Victor Estrella Burgos

The thirty-four year old veteran made history in February when he became the oldest first-time titleist on Tour -- and after his victory on clay in Quito, he picked up a Challengers' crown in Mexico. He didn't let up once the season kicked into full gear in -- he beat U.S. Open champ Marin Cilic in Barcelona and took out both Viktor Troicki and on-the-rebound Janko Tipsarevic, before falling in three to 2014 breakout star Roberto Bautista Agut in Munich. He dropped a tight match to young Dominic Thiem in Nice this week, but that could give him some much-needed time to recover before heading to Paris.
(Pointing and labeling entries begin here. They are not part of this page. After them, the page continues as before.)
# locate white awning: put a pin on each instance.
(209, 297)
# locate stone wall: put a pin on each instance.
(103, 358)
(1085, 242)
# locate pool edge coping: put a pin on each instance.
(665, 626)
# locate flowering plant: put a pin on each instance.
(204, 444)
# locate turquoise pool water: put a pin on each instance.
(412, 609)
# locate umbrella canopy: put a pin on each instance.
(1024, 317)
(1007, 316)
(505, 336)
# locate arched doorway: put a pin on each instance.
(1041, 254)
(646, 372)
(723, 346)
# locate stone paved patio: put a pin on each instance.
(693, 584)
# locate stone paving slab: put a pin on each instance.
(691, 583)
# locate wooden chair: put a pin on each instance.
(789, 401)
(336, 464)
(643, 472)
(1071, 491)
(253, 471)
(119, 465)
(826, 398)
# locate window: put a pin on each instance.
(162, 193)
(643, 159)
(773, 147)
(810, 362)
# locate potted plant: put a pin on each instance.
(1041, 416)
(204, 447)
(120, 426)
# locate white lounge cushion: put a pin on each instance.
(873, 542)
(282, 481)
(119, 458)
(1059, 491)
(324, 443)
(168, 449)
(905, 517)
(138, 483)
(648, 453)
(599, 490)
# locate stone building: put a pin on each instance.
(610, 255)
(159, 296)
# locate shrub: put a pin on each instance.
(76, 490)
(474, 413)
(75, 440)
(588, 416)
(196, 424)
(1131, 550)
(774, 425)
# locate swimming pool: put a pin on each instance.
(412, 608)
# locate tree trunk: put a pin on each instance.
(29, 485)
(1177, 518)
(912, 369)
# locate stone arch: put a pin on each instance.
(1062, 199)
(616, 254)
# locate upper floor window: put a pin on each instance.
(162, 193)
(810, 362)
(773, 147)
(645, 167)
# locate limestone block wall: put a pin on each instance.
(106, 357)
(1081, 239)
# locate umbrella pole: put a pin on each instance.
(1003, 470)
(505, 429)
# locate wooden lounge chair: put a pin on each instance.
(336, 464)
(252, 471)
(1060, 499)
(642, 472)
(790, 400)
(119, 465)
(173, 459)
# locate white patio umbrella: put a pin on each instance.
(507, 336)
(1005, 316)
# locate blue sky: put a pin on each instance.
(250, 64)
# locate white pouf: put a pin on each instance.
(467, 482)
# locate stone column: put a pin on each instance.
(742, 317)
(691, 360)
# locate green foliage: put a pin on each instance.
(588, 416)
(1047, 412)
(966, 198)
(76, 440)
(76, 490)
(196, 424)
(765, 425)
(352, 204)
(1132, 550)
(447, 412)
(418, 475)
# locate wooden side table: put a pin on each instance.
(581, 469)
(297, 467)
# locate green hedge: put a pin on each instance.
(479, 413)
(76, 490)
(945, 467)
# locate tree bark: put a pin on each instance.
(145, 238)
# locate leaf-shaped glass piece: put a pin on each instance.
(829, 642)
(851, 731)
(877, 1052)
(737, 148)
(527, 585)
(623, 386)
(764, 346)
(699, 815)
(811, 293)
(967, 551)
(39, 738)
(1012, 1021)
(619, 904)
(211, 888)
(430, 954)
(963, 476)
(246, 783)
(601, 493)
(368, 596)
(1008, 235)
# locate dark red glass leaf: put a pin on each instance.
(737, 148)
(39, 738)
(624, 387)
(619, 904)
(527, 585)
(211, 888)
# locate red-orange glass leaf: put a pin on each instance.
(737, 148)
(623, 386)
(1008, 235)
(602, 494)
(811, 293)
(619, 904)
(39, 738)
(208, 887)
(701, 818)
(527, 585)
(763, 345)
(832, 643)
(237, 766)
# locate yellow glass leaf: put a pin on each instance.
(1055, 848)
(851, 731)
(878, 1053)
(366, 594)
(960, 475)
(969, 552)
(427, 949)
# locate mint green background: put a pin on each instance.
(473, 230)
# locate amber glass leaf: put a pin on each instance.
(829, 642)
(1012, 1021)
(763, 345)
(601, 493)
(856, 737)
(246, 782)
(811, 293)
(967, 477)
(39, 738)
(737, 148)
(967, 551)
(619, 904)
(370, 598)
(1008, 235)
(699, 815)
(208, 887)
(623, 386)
This will be just his second appearance at the French Open of his long career -- he lost last year's opener to Jerzy Janowicz -- and a shade off his highest career ranking now, he could just be biding his time before pouncing.

All these players come to the French Open with different expectations -- some are looking for a breakout, others for redemption, and maybe a few have a real shot at taking home the title. But there are plenty out there who could spoil the fun -- we saw deep runs this week from the likes of Federico Delbonis and John Isner, and one-time standouts like Andrea Petkovic and Sabine Lisicki might be poised for a comeback.

Whatever the case, it sure seems like the favorites will have their work cut out for them at Roland Garros, and no one's road to the titles will be easy.